Unelected Lords Block Assisted Dying Bill in Democratic Outrage
Lords block assisted dying bill in democratic outrage

Unelected Peers Halt Assisted Dying in Democratic Standoff

A crucial bill on assisted dying, passed by the elected House of Commons after extensive public debate, is being systematically blocked by the unelected House of Lords. In what critics are calling a democratic outrage, a small group of peers is employing filibuster tactics to prevent the legislation from progressing, imposing their personal moral views against the clear will of both Parliament and the British public.

The Filibuster Strategy: Killing a Bill with Paperwork

The scale of the obstruction is staggering. When the assisted dying bill moved to the Lords, just seven peers were responsible for tabling a deluge of 630 amendments out of a total of 1,047 now attached to the legislation. These are not serious attempts at improvement. Among the proposed changes are requirements that would make the process practically impossible, such as stipulating that five doctors must assess a single application or barring assistance if the individual has travelled abroad in the preceding year.

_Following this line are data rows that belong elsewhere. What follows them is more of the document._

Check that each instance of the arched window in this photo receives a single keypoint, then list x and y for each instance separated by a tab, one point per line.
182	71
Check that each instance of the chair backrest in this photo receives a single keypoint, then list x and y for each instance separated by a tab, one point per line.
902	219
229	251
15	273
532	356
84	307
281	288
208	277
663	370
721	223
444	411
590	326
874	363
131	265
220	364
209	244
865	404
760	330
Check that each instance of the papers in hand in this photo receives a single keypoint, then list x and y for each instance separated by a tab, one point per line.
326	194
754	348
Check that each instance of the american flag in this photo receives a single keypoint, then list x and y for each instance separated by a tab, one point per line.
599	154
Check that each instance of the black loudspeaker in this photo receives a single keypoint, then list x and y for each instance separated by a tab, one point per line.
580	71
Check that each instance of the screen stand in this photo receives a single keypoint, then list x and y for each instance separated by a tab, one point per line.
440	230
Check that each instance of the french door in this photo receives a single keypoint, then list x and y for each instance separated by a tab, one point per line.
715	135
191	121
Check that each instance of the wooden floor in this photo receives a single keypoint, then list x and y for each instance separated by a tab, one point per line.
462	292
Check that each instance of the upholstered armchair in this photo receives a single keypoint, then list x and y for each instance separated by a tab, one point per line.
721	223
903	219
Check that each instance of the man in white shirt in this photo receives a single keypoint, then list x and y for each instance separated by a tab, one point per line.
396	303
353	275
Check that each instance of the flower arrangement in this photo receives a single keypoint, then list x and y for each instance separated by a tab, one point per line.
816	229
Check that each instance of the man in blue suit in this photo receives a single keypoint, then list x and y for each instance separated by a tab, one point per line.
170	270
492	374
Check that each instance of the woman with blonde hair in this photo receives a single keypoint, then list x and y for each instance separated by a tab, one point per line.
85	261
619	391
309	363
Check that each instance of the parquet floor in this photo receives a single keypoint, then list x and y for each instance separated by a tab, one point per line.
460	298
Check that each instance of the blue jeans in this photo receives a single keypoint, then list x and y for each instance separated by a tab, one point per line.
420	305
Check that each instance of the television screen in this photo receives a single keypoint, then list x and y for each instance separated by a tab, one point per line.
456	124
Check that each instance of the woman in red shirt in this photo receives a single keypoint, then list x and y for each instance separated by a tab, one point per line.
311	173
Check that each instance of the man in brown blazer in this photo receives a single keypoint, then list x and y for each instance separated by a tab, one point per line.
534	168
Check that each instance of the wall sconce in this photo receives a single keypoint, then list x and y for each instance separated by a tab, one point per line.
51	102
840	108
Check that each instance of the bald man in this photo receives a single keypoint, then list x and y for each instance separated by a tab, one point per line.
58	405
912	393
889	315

Many of these amendments directly contradict proposals already considered and rejected by the Commons. The explicit intention is not to scrutinise, but to kill the bill by exhausting the four days of debate allotted to it. As a private member's bill, it lacks government backing, leaving it vulnerable to this anti-democratic sabotage.

The Human Cost of Political Delay

While peers engage in legislative games, real people suffer. The article highlights the case of a woman who was investigated for 10 months by police, only for the CPS to eventually drop the case, for the 'crime' of accompanying her terminally ill husband to the Dignitas clinic in Switzerland. For an act of compassion, the British state treated her as a suspected criminal.

This reflects a wider chilling effect. Doctors who have privately helped families through these agonising end-of-life crises for decades now fear police intervention for what some peers label conspiracy to murder. Britain is being left behind, denying its citizens a freedom available in many other liberal nations, including Germany, Spain, Canada, and several US states.

An Indefensible Institution Resisting Change

This incident throws a harsh light on the anachronistic nature of the House of Lords itself. It is the only governing assembly outside the Muslim world where clergy sit ex officio, and one of the few where membership can effectively be bought. Its composition is indefensible and its powers anti-democratic.

While second chambers can play a valuable role in advising and refining legislation, they should not have the power to overturn clear decisions made by a democratically elected chamber. The author argues that the government must now adopt the bill and force it through, while simultaneously launching an external commission to finally reform the outdated and bloated House of Lords, whose membership has soared to over 820.